The new issue of the American Psychiatric Association’s *Psychiatric News* (Volume 44, Number 3) includes an article: “Researchers ‘Astonished’ by Anorexia Death Rates” by Joan Arehart-Treichel.
Here are some excerpts:
Anorexia nervosa is a very dangerous illness, not just over the short term but over the long term as well. Patients with this disorder need continuing, diligent follow-up care.
Anorexia nervosa…is a dangerous illness with a high rate of premature death.
But exactly how dangerous has become clearer–the result of a nationwide longitudinal study conducted by Swedish scientists.
The study team reported two major findings. The first was that compared with the general population, anorexia patients were at a heightened risk of death not only after hospitalization but many years later.
The second was that their long-term risk of death came not just from anorexia but from a number of other causes as well.
The scientists were “astonished” by these findings, they wrote in their report published in the January British Journal of Psychiatry.
Thanks to the unique personal identification numbers assigned to all Swedish residents, and to the national cause-of-death records and national hospital-discharge records that Sweden maintains, these
researchers were able to assess death from natural and unnatural causes in a nation-wide cohort of Swedish women with anorexia nervosa. The researchers studied the records of some 6,000 patients covering a 30-ear period (1973 to 2003).
The most frequent causes of death were suicide (responsible for 32 percent of the deaths), anorexia (19 percent of the deaths), and cancer (11 percent of the deaths). The remaining 38 percent of deaths were caused by other illnesses or by homicide. The average age at death for the 265 anorexia patients who died was 34.
The researchers also compared findings for their anorexia patients during the 30-year follow-up period with those of the general Swedish population.
For example, compared with the general population during this time, anorexia subjects were 19 times more likely to have died from psychoactive substance use, primarily alcohol use, 14 times more likely
to have died from suicide; 12 times more likely to have died from respiratory diseases, 11 times more likely to have died from urogenital diseases, five times more likely to have died from gastrointestinal
diseases, and two times more likely to have died from either cardiovascular disease or from cancer.
Altogether, anorexia patients were six times more likely to have died during the 30-year follow-up period than was the general population.
“These results underline the need for careful follow-up of anorexia nervosa patients,” Fotios Papadopoulos, M.D., Ph.D., a general psychiatry resident at Sweden’s Uppsala University Hospital and the lead investigator, told Psychiatric News.

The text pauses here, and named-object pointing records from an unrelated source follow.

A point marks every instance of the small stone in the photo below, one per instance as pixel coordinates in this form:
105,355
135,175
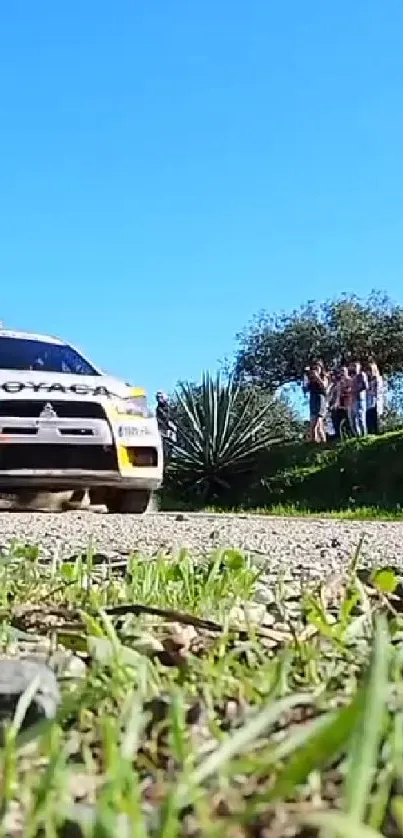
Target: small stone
16,675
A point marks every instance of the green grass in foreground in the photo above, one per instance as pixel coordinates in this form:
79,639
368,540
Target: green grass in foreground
285,723
362,513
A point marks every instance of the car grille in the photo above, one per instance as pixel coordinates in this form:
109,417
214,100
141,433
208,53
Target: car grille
76,457
31,408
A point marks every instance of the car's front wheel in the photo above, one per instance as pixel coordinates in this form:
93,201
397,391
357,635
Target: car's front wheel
128,501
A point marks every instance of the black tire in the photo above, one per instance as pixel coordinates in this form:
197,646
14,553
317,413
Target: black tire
128,501
32,500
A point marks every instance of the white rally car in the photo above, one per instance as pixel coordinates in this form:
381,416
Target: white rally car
64,425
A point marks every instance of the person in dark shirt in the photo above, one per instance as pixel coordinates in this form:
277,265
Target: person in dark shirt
316,385
166,426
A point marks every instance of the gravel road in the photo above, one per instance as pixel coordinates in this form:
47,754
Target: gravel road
317,547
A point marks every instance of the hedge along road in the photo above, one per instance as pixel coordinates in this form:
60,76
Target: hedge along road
299,546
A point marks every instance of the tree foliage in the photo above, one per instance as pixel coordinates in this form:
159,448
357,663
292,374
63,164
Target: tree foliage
222,427
275,349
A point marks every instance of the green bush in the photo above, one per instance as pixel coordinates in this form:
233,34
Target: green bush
358,473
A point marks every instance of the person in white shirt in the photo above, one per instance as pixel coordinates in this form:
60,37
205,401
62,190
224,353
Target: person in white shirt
375,398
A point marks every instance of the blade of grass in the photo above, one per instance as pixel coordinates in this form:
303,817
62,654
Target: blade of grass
240,740
363,754
323,746
340,825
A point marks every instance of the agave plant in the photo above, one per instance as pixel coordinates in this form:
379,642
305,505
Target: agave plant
221,430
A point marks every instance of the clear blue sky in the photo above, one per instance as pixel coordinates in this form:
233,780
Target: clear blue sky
169,168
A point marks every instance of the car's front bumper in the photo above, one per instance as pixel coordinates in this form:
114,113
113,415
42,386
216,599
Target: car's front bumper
58,479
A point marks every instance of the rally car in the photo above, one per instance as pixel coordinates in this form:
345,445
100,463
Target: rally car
65,426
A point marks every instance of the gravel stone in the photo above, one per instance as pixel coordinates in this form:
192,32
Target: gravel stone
16,675
301,547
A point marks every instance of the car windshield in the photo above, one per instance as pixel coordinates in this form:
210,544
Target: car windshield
26,354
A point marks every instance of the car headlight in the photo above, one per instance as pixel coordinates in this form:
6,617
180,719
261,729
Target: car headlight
133,405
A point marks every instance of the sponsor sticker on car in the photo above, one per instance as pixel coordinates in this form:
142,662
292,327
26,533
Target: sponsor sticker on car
133,431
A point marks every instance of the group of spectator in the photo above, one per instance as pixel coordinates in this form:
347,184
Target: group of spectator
350,397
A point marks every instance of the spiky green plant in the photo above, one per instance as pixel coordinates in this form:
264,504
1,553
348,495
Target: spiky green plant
221,430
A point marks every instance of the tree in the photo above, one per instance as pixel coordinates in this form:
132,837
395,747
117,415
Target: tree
275,349
222,428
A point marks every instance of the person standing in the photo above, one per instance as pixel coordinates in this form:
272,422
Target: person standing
359,387
316,385
166,425
375,398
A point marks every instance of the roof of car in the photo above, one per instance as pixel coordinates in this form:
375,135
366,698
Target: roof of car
8,333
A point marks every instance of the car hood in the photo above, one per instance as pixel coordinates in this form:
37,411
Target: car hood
33,384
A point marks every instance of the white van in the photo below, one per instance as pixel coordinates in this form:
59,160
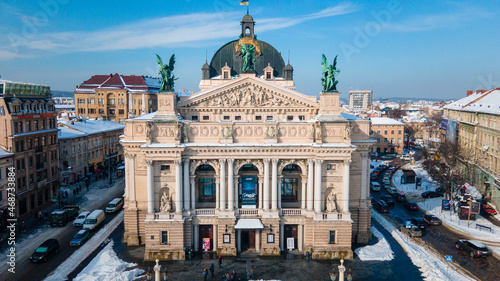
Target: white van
375,186
114,205
94,220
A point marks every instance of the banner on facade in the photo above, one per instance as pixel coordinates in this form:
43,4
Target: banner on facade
249,192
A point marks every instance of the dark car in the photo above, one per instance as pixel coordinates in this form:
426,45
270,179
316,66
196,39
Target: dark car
431,194
412,206
45,250
381,206
475,248
398,197
432,220
388,199
418,222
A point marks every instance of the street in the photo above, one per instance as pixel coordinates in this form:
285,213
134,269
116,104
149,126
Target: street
441,239
97,198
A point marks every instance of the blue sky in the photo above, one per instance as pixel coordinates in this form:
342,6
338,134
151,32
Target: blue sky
428,49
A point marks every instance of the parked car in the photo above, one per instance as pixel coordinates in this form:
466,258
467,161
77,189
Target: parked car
45,250
114,205
413,231
431,194
418,222
412,206
432,220
80,238
475,248
381,206
398,197
375,186
80,219
388,199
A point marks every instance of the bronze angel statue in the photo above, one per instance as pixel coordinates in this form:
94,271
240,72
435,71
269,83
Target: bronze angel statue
329,71
167,77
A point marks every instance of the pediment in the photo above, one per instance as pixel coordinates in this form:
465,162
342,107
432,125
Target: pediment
249,93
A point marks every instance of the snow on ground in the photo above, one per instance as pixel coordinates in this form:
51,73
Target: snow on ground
85,250
433,268
433,206
107,266
381,251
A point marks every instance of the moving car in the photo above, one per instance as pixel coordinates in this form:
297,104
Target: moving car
80,238
80,219
375,186
388,199
432,220
413,231
431,194
114,205
412,206
45,250
475,248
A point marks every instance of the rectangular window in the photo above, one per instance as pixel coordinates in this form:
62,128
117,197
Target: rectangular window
332,237
164,237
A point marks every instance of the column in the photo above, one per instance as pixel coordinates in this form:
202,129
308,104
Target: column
301,237
364,170
150,186
265,197
345,191
282,237
274,187
303,194
222,186
187,197
195,234
193,195
230,184
178,186
317,188
216,237
310,184
260,192
257,240
238,246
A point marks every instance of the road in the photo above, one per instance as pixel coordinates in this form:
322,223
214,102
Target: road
25,270
442,240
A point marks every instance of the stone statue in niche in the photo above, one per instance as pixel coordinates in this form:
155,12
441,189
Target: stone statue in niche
165,202
331,202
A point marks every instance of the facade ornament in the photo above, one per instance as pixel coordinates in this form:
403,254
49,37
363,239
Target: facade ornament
165,202
271,132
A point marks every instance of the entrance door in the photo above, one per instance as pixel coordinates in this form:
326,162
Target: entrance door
291,231
205,231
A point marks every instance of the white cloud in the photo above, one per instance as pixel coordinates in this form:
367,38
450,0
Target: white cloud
166,31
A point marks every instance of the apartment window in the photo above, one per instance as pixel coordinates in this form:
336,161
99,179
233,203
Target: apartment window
331,240
164,237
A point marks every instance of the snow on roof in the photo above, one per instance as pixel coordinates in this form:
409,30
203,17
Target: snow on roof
67,133
95,126
384,121
4,153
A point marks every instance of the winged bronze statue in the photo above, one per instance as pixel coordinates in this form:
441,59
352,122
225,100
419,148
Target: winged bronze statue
329,82
167,77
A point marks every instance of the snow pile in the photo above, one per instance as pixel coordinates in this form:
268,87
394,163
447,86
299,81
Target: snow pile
106,266
432,267
378,252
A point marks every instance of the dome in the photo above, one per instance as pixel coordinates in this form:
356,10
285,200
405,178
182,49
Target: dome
269,55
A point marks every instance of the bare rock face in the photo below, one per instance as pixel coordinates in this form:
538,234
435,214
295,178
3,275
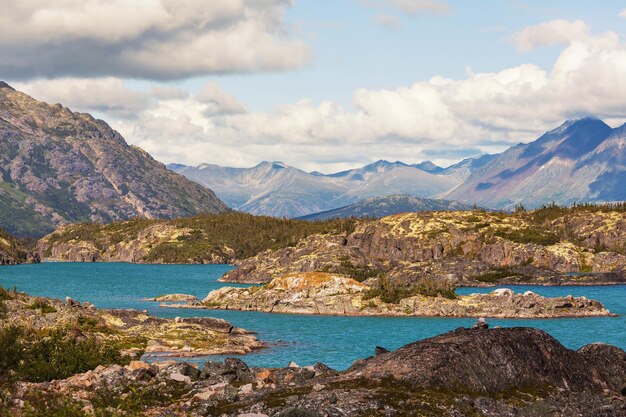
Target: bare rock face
135,330
12,252
331,294
492,373
59,167
463,246
484,361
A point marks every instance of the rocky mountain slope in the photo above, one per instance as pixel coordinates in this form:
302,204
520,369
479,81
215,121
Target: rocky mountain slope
275,189
386,206
581,161
57,167
218,238
551,245
13,252
467,372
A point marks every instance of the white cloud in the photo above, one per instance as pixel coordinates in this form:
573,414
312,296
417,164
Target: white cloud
105,95
554,32
218,101
155,39
389,21
441,117
420,6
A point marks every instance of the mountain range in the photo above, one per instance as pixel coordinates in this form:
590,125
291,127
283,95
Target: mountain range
274,188
582,161
388,205
57,166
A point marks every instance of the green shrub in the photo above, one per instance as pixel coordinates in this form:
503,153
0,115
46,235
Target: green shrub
6,295
42,304
27,355
39,404
529,235
231,235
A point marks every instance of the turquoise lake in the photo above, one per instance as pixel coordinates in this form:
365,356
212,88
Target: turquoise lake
335,341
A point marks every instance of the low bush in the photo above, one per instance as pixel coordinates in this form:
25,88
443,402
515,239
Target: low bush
42,304
27,355
528,235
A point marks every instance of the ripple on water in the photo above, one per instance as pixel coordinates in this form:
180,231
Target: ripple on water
336,341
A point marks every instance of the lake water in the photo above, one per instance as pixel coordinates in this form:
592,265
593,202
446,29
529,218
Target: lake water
335,341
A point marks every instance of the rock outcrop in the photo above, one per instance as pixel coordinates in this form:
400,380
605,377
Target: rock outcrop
204,239
492,373
58,167
134,330
12,252
321,293
550,246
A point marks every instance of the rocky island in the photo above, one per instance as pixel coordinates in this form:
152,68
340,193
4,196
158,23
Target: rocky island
330,294
13,252
549,246
486,372
130,331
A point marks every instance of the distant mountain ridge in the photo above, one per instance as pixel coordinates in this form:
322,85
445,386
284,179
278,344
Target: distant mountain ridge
580,161
276,189
388,205
57,166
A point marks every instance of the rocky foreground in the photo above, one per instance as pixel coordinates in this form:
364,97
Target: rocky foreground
131,331
478,372
329,294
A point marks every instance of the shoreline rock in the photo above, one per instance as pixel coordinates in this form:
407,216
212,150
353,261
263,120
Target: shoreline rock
470,248
173,298
134,330
329,294
489,372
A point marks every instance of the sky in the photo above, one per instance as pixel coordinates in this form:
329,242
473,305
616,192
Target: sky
319,84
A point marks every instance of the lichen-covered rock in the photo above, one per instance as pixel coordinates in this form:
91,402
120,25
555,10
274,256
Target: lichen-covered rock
462,246
322,293
492,373
173,298
132,330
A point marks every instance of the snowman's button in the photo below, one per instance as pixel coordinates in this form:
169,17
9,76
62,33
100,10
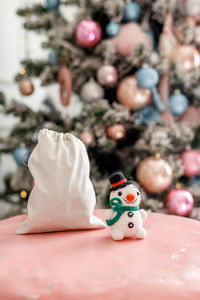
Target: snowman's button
130,224
130,214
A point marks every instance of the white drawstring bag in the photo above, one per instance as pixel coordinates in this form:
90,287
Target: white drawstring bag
63,196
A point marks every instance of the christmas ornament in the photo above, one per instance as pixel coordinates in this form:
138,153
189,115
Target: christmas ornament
21,155
26,87
130,95
167,41
191,162
187,56
52,4
116,132
107,75
64,80
132,12
197,35
129,37
24,195
154,174
87,138
178,103
112,29
191,116
88,33
179,202
148,78
148,115
192,8
52,57
125,217
91,91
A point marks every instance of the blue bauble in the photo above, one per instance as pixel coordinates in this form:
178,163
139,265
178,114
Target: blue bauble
132,12
148,115
112,29
52,4
178,103
147,78
21,155
52,57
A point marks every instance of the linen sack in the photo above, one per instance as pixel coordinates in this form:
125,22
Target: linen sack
63,196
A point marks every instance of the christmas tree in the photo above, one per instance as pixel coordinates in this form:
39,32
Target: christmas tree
135,65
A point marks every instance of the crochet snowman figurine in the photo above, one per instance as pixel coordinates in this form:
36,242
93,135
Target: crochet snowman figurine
125,218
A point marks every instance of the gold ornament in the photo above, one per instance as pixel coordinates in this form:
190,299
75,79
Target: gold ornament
26,86
87,138
187,56
154,174
116,132
130,95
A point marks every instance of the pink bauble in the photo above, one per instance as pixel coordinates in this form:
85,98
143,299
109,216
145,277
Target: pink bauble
197,35
154,174
179,202
88,33
107,75
116,132
187,57
129,36
130,95
191,162
191,116
87,138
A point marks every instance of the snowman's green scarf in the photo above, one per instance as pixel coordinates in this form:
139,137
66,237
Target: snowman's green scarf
117,206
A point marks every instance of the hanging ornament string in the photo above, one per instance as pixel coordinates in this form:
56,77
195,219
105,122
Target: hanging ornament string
25,85
65,82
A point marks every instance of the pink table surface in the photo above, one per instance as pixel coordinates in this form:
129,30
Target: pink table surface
89,265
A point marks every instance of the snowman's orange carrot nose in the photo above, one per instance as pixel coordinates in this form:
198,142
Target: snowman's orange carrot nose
130,197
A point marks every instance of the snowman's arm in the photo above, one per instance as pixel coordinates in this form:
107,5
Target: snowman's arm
109,214
143,213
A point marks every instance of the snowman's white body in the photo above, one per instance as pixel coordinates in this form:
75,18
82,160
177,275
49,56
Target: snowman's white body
130,223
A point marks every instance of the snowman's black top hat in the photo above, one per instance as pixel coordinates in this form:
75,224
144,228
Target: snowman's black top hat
117,180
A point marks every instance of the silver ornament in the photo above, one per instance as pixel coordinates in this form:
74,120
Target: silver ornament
91,91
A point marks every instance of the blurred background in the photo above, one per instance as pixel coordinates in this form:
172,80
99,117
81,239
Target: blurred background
123,76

Moreover, other researchers have found that a number of patients with anorexia do not have alcohol problems during the first part of their illness, yet develop them later. Thus, anorexia patients should be carefully monitored for signs that they may be developing alcohol dependence.
The article is online at:
For those of us in the eating disorder field, while we might not be astonished, since we have long been aware of the dangers of anorexia nervosa, we are nevertheless reminded of the importance of fighting this illness because it is a killer, of lives, but also of families, of relationships, of health, and often of hope.